Having survived that adventure I am back here in civilization and ready to pick up our “Morality Monday” theme of the development of the theological science of morality in the Church. If you are checking in to the Catechist Café for the first time today, the preceding recent Monday posts described the Irish Church’s development of books of sins and penances, called Penitentials, for the innovation of repeatable celebration of the Sacrament of Penance in the era of 500-900 A.D. This new practice of repeated confession to a cleric soon spread to England, and then to Western Europe, where slowly it made its was east toward Rome. Rome itself was slow to embrace the practice for a number of reasons.
I am indebted today to James F. Keenan’s A History of Catholic Moral Theology in the Twentieth Century (2010), whose introduction is very helpful in explaining the transformation of the definition and organization of sinful acts from the early Irish organizational principles (the capital sins) to the exquisitely detailed legal catalogue of sinful acts known as “manuals.” The period of time after the Council of Trent (1545-1563) would be known as the Manualist Era of Mortal Theology.

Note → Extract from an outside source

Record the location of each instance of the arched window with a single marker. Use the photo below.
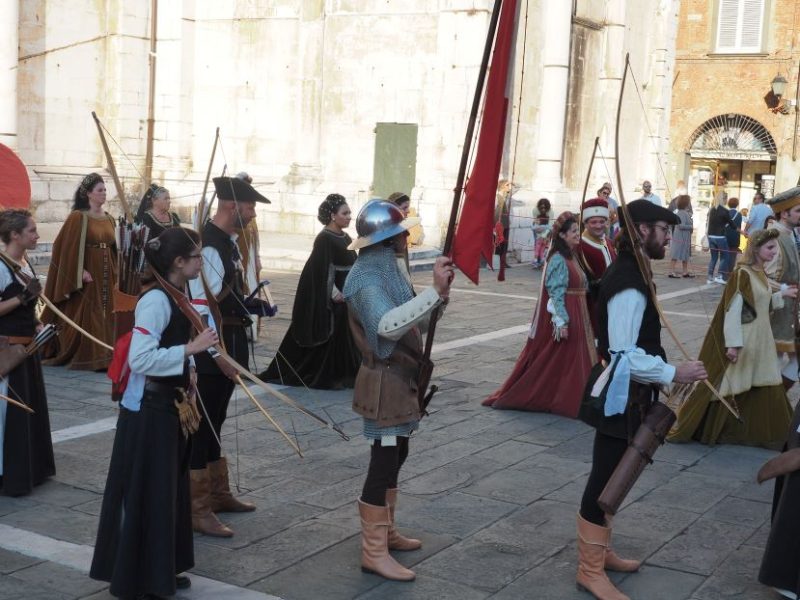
(733, 137)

Keenan makes an interesting point that in the Irish experience of the Penitential age, very few baptized Christians confessed with frequency. Those who did were generally monks, nuns, clerics, bishops and devout nobility. This explains the preponderance of clerical sins seen in many of the manuals. Conditions did not appreciably change when the practice of repeated confession was recognized throughout Europe. Such was the state of affairs until 1215 when Pope Innocent III mandated what would be known as “the Easter Duty” for all baptized persons. The Easter Duty regulation appeared in my elementary school Baltimore Catechism: it was Innocent’s instruction that every Catholic receive holy communion and make a good confession during the Easter Season, then defined as extending from the First Sunday of Lent till Trinity Sunday, a period of at least a dozen weeks.
Innocent III may be regarded as one of the most powerful popes in history. Though educated as a lawyer and a man of extraordinary political influence, he did have a genuine concern for Church reform. It is Innocent who gave his blessing to Francis of Assisi to embrace the mission of renewing the Church. The Easter Duty law was promulgated as a Church reform. I can remember very well as a little Catholic myself and a daily communicant that the Easter Duty seemed like small potatoes as far as religious practice was concerned. That Innocent’s pronouncement was viewed in the thirteenth century as a major reform gives us a good window into the limited sacramental experiences of the average medieval lay person.

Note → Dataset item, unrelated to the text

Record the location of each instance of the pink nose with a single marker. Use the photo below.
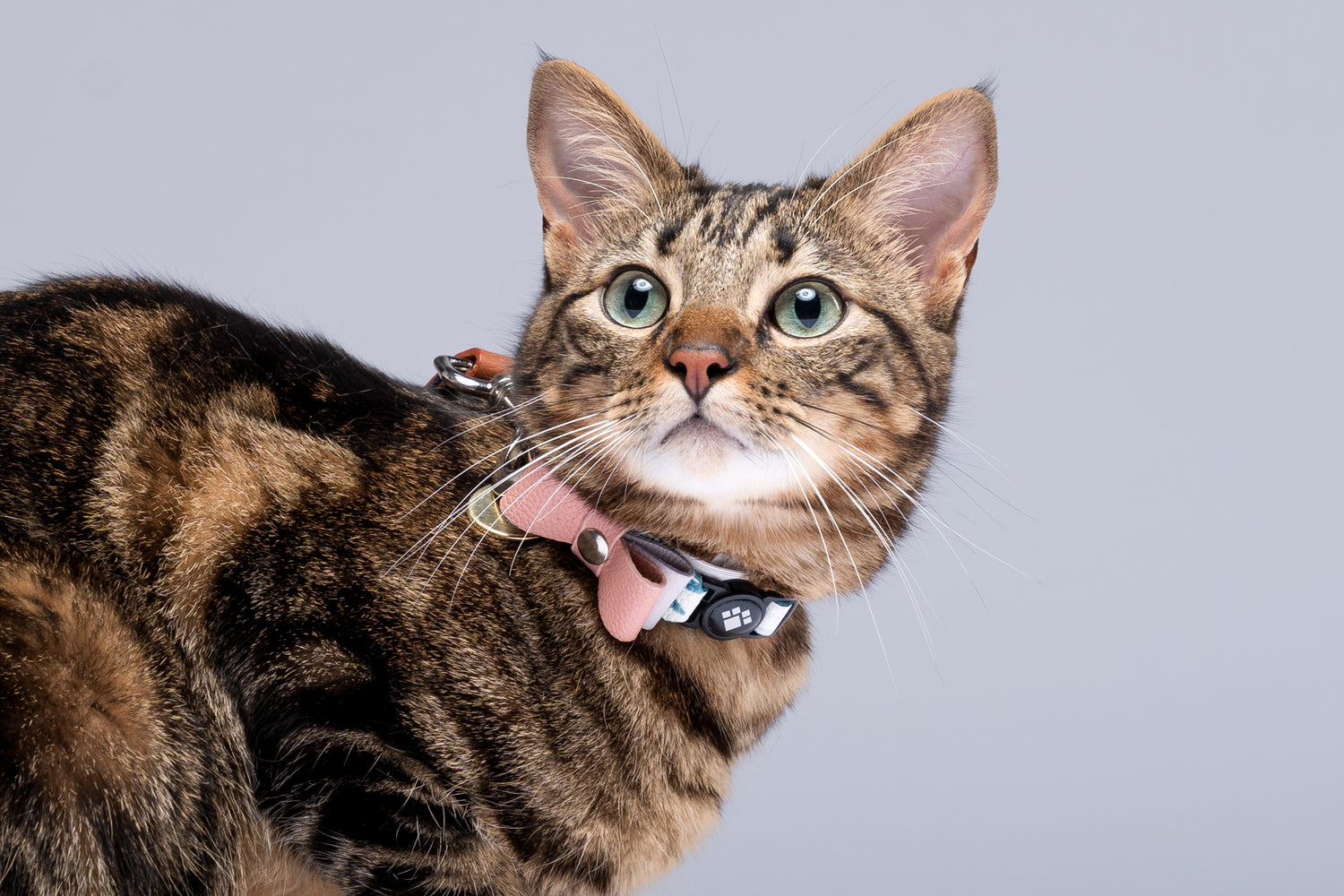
(699, 367)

[As to the current binding force of the Easter Duty law, the Catechism does not spell out the obligation directly, while para. 989 of the 1983 Code of Canon Law does so in a more generic, pastoral way. Here is an expert observation on confession, communion, and Easter Duty from the Catholic Education Resource Center.]
Keenan cites the eminent Church historian Henry Lea, who argues that Innocent’s decree is the most significant piece of legislation in the history of the Church. In the first instance, the very increase in lay confessions would create repercussions in church practice. Moreover, and even more to our theme today, there would be an immense need for catechetics for confessors—who would now be exposed to the wide diversity of behaviors of laity, whose sins they rarely heard—and even more challenging, the mass of the Catholic faithful would need instruction on precisely what was a sin. It is not an exaggeration to say that the science of moral theology as we would recognize it today took shape in the thirteenth century.

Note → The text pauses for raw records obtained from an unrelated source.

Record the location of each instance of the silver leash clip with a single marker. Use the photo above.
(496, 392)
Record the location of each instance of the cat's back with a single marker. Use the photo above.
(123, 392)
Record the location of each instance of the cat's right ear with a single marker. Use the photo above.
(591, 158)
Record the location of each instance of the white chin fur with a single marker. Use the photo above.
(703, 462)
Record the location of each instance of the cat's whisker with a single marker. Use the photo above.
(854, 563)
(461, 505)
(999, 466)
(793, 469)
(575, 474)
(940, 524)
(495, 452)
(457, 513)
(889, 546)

It is good to remember, too, that the thirteenth century was not the seventh century. Confession of sin began to take a psychological cast, if I may speak anachronistically. The first works for confessors in the Pope Innocent era were called Summa Confessorum (Summaries for Confessors) About these, Keenan writes: “These texts did not simply aim at assigning universal fixed penances; they also guided confessors to learn how to discover the source of sin in the individual penitent. Here, confessors became trained not simply as just judges, but as physicians of souls.” (Page 2, footnote 1) The importance of this effort to connect the sacrament of Penance with the healing influence of virtue is hard to overstate and remains a challenge to the Church of our present day. The Council of Trent would draw from this earlier trend in its decrees in 1563, and many popes of the twentieth century treated of the connection between confession of sin and the growth of human holiness and virtue.
Given the major emphasis upon Penance in the thirteenth century, one would expect the great university Church fathers to weigh in on the subject, and indeed they did. From Oxford to Paris to Padua, the writings of that remarkable scholastic era—Aquinas, Abelard, Peter Lombard, Albert the Great, Bonaventure, Scotus, and William of Ockham)—began to take shape in anthologies or summas that embodied attempts to bring the natural world and the divine into an understandable, logical harmony. Without going into great detail, these writers and university professors integrated human behavior into their treatments of grace, divine mercy, and just satisfaction for sin.
From the thirteenth century forward, moral theology would serve two masters: the practical needs of the actual confessing experience for priest and penitent, and the philosophical/theological matters of the nature of sin and motive and the role of confessing sin in the infinite panorama of God’s divine providence.